On May 18, the board of trustees voted unanimously to finalize a 7 percent raise for teachers and certified employees including counselors and librarians. Other employees, like custodians and cafeteria workers, will receive an across-the-board $4 per hour pay increase, raising the district’s minimum wage to $20 an hour.
The raises came after the “We Know Our Worth” campaign waged for several months by Education Austin, AISD’s labor union. “I’ve been floating ever since we’ve been able to secure this agreement,” said Ken Zarifis, president of Education Austin. “It is a game changer. It is a life changer. It’s the most substantial pay raise in Central Texas history. And we believe that other districts will increase their pay and respect classified and hourly employees more because of it. You know – all boats rise.”
AISD Board president Arati Singh said the raise was absolutely necessary but warned that it may cause budget shortfalls in coming years. “The good thing is we had some reserves built up from previous years,” Singh said. “And so that’s part of what we’re using to give our staff the raise. But going forward, our community is going to have to have some difficult conversations possibly about belt-tightening to ensure that we are spending money where it’s going to make the most difference for our students’ academic achievement.”
In addition to raising district pay, the board continued its efforts to address the backlog in evaluations for special education services that caused the Texas Education Agency to install a group of managers to oversee the district in March. The board voted, again unanimously, to set specific expectations for how many evaluations should be conducted over the next year.

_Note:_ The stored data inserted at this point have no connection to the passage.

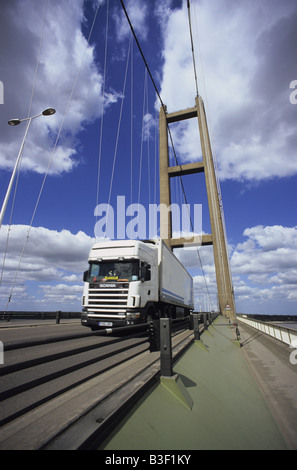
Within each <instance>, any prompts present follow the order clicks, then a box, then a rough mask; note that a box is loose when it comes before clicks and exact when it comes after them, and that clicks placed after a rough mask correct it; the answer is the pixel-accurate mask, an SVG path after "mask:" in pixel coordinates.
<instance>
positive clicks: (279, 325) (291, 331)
mask: <svg viewBox="0 0 297 470" xmlns="http://www.w3.org/2000/svg"><path fill="white" fill-rule="evenodd" d="M237 319H238V320H239V321H241V322H242V323H245V324H246V325H248V326H251V327H252V328H255V329H256V330H259V331H261V332H262V333H265V334H267V335H269V336H272V337H273V338H275V339H277V340H279V341H281V342H282V343H285V344H288V345H289V346H294V345H297V330H294V329H293V328H287V327H285V326H281V325H277V324H276V323H267V322H263V321H261V320H255V319H254V318H248V317H247V316H245V315H237Z"/></svg>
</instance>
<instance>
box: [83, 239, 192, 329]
mask: <svg viewBox="0 0 297 470" xmlns="http://www.w3.org/2000/svg"><path fill="white" fill-rule="evenodd" d="M84 283H85V284H84V294H83V311H82V317H81V323H82V325H84V326H88V327H90V328H91V329H92V330H96V329H100V328H110V327H117V326H126V325H133V324H136V323H143V322H148V321H150V320H152V319H155V318H161V317H163V316H165V317H166V316H167V317H171V318H178V317H181V316H187V315H189V314H190V312H191V311H192V310H193V308H194V299H193V279H192V277H191V276H190V274H189V273H188V272H187V271H186V269H185V268H184V267H183V265H182V264H181V263H180V261H179V260H178V259H177V258H176V256H175V255H174V254H173V253H172V251H170V250H169V249H168V247H167V246H166V244H165V243H164V242H163V241H162V240H153V241H152V240H150V241H139V240H120V241H110V242H104V243H95V245H94V246H93V247H92V249H91V251H90V255H89V269H88V270H87V271H86V272H85V273H84Z"/></svg>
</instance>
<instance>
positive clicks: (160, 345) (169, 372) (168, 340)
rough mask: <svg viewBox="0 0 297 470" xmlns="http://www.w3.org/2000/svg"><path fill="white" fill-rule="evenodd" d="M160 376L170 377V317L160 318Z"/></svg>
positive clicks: (171, 348)
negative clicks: (160, 375) (166, 317)
mask: <svg viewBox="0 0 297 470" xmlns="http://www.w3.org/2000/svg"><path fill="white" fill-rule="evenodd" d="M160 346H161V376H163V377H172V375H173V372H172V344H171V318H161V319H160Z"/></svg>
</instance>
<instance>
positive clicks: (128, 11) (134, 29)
mask: <svg viewBox="0 0 297 470" xmlns="http://www.w3.org/2000/svg"><path fill="white" fill-rule="evenodd" d="M125 8H126V11H127V13H128V15H129V18H130V20H131V23H132V25H133V28H134V31H135V33H136V34H137V37H139V38H141V39H143V40H145V39H146V37H147V32H148V23H147V21H146V20H147V12H148V6H147V4H146V3H145V2H143V1H142V0H128V1H127V2H125ZM113 18H114V20H115V23H116V33H117V39H118V40H119V41H123V39H125V38H126V37H127V36H129V35H130V33H131V29H130V26H129V23H128V21H127V19H126V16H125V14H124V12H123V11H122V9H120V10H117V11H116V10H114V12H113Z"/></svg>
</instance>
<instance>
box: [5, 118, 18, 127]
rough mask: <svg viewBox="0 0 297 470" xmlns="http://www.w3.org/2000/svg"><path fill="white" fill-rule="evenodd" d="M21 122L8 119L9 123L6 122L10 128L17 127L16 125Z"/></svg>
mask: <svg viewBox="0 0 297 470" xmlns="http://www.w3.org/2000/svg"><path fill="white" fill-rule="evenodd" d="M20 122H21V120H20V119H10V121H8V124H9V125H10V126H17V125H18V124H20Z"/></svg>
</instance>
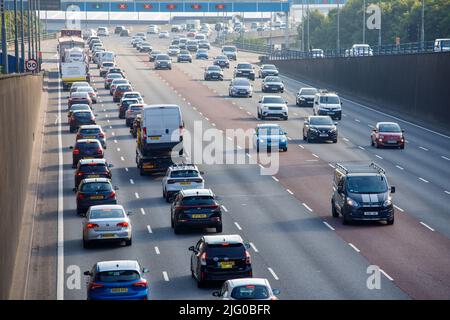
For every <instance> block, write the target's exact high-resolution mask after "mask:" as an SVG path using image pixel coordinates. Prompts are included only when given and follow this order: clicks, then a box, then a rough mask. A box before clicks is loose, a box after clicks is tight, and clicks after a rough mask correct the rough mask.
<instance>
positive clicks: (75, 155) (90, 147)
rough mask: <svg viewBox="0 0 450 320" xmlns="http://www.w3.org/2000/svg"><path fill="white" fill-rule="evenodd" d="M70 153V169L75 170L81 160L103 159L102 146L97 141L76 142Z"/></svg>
mask: <svg viewBox="0 0 450 320" xmlns="http://www.w3.org/2000/svg"><path fill="white" fill-rule="evenodd" d="M71 149H73V151H72V168H76V167H77V164H78V161H80V160H81V159H103V158H104V151H103V147H102V144H101V143H100V141H98V140H97V139H80V140H77V142H76V143H75V146H74V147H71Z"/></svg>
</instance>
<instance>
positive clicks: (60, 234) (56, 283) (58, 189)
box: [56, 67, 65, 300]
mask: <svg viewBox="0 0 450 320" xmlns="http://www.w3.org/2000/svg"><path fill="white" fill-rule="evenodd" d="M58 71H59V67H58ZM61 130H62V129H61V78H60V77H58V149H59V152H58V238H57V239H58V242H57V248H58V251H57V255H58V260H57V261H58V262H57V263H58V264H57V277H56V299H57V300H64V287H65V286H64V214H63V213H64V193H63V192H64V179H63V178H64V177H63V164H64V158H63V153H62V135H61Z"/></svg>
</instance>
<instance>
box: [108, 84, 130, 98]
mask: <svg viewBox="0 0 450 320" xmlns="http://www.w3.org/2000/svg"><path fill="white" fill-rule="evenodd" d="M130 91H133V87H132V86H131V85H129V84H121V85H118V86H117V88H116V90H114V94H113V101H114V102H119V101H120V99H122V96H123V94H124V93H125V92H130Z"/></svg>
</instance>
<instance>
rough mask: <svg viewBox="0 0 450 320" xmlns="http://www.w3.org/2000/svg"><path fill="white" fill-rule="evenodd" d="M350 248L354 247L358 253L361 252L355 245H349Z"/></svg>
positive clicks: (353, 247)
mask: <svg viewBox="0 0 450 320" xmlns="http://www.w3.org/2000/svg"><path fill="white" fill-rule="evenodd" d="M348 245H349V246H350V247H352V248H353V249H354V250H355V251H356V252H361V250H359V249H358V248H357V247H356V246H355V245H354V244H353V243H349V244H348Z"/></svg>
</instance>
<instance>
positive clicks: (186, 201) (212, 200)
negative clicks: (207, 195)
mask: <svg viewBox="0 0 450 320" xmlns="http://www.w3.org/2000/svg"><path fill="white" fill-rule="evenodd" d="M181 204H182V205H184V206H208V205H211V206H212V205H215V202H214V198H213V197H211V196H192V197H185V198H183V200H182V201H181Z"/></svg>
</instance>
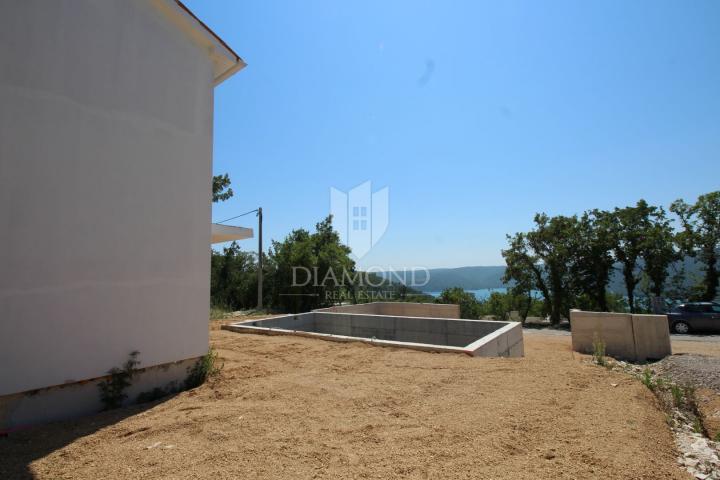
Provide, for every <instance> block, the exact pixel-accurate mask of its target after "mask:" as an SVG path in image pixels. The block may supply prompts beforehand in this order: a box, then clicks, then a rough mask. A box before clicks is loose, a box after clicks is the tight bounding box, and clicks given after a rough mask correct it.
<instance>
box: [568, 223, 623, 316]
mask: <svg viewBox="0 0 720 480" xmlns="http://www.w3.org/2000/svg"><path fill="white" fill-rule="evenodd" d="M576 226H577V228H576V230H575V235H572V236H571V237H570V238H569V240H570V242H571V244H572V246H571V251H572V256H573V259H572V262H571V267H570V268H571V273H572V277H573V281H574V283H575V284H576V288H577V289H578V290H579V291H580V292H582V293H584V294H586V295H587V297H588V298H589V299H590V300H591V306H590V308H591V309H593V310H600V311H601V312H607V311H608V310H609V308H608V295H607V285H608V283H609V282H610V275H611V274H612V272H613V264H614V259H613V257H612V251H613V249H614V248H615V242H614V240H613V235H611V232H612V218H611V214H610V213H609V212H606V211H602V210H592V211H590V212H585V213H584V214H583V215H582V217H581V218H580V219H579V220H578V223H577V225H576Z"/></svg>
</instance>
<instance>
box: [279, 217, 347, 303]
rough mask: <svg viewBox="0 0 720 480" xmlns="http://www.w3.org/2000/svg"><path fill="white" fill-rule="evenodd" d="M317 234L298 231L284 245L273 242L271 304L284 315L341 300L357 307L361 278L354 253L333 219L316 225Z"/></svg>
mask: <svg viewBox="0 0 720 480" xmlns="http://www.w3.org/2000/svg"><path fill="white" fill-rule="evenodd" d="M315 230H316V231H315V232H314V233H310V232H308V231H307V230H304V229H299V230H294V231H292V232H291V233H290V235H288V236H287V237H286V238H285V240H283V241H282V242H277V241H273V242H272V249H271V251H270V253H269V255H268V256H269V260H270V264H271V265H272V271H271V272H270V273H269V275H268V278H269V279H271V284H270V289H269V290H270V294H271V302H272V305H274V306H276V307H278V308H280V309H282V310H284V311H289V312H306V311H309V310H312V309H314V308H318V307H323V306H328V305H332V304H333V303H334V302H335V299H340V298H351V299H352V300H353V303H357V289H356V287H357V284H358V283H359V282H360V281H361V276H359V275H358V272H356V270H355V262H354V261H353V260H352V259H351V258H350V249H349V248H348V247H347V246H345V245H343V244H342V243H341V242H340V237H339V235H338V233H337V232H336V231H335V230H334V229H333V227H332V216H328V217H327V218H325V219H324V220H323V221H322V222H320V223H318V224H316V225H315Z"/></svg>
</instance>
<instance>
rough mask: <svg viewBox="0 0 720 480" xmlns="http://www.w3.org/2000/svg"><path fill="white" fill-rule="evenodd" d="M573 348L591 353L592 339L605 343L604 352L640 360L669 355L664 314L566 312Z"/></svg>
mask: <svg viewBox="0 0 720 480" xmlns="http://www.w3.org/2000/svg"><path fill="white" fill-rule="evenodd" d="M570 327H571V330H572V346H573V350H575V351H578V352H582V353H592V352H593V341H594V340H595V339H598V340H601V341H603V342H604V343H605V353H607V355H609V356H611V357H614V358H617V359H622V360H628V361H631V362H644V361H648V360H659V359H662V358H664V357H666V356H667V355H671V354H672V350H671V347H670V331H669V329H668V321H667V317H666V316H665V315H637V314H629V313H607V312H581V311H572V312H570Z"/></svg>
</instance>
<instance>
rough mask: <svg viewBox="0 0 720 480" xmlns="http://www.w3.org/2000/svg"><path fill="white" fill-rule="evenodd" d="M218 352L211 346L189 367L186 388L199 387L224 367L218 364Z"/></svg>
mask: <svg viewBox="0 0 720 480" xmlns="http://www.w3.org/2000/svg"><path fill="white" fill-rule="evenodd" d="M217 363H218V353H217V352H216V351H215V350H214V349H213V348H210V350H208V353H206V354H205V355H203V357H202V358H200V359H199V360H198V361H197V363H195V365H194V366H193V367H192V368H190V369H188V370H189V371H188V376H187V377H186V378H185V389H186V390H190V389H191V388H195V387H199V386H200V385H202V384H203V383H205V381H206V380H207V379H208V378H210V377H211V376H213V375H216V374H217V373H218V372H219V371H220V369H221V368H222V367H218V366H217Z"/></svg>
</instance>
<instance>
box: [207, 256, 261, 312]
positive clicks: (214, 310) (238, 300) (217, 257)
mask: <svg viewBox="0 0 720 480" xmlns="http://www.w3.org/2000/svg"><path fill="white" fill-rule="evenodd" d="M210 301H211V304H212V306H213V307H214V313H215V314H216V315H218V314H221V312H222V311H223V310H225V311H227V310H230V311H234V310H243V309H247V308H253V307H255V306H256V305H257V255H255V254H253V253H248V252H243V251H242V250H241V249H240V246H239V245H238V244H237V243H235V242H232V243H231V244H230V246H229V247H225V248H224V249H223V251H222V252H215V251H212V253H211V259H210ZM212 313H213V310H211V314H212Z"/></svg>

Singh said the evaluation backlog is decreasing since new trustees joined the board in November. “We own the problems – and we know there have been problems in special education in AISD,” Singh said. “We have not served students in the ways that they are entitled, so I don’t want to give any impression that we’re done. No, we’re just getting started on fixing this.” The historic pay package will also help in this area – it increased the stipend paid to bilingual and special education teachers to $7,000.
Singh said that she and Interim Superintendent Matias Segura recently took this message to TEA commissioner Mike Morath, who will decide how long the board and TEA work together and under what conditions. “We really did appreciate meeting with the commissioner, and used this as an opportunity to share our plan and our progress,” Singh told the Chronicle. “We actually requested that we have a monitor, which is a lower level of intervention from TEA. They had proposed that we receive a conservator but we were like, ‘We understand why you would want to do that but let us share with you what we’re doing and why a monitor could be appropriate.’… Honestly, regardless of the outcome, I would say the meeting was a success. And we look forward to receiving his final decision.”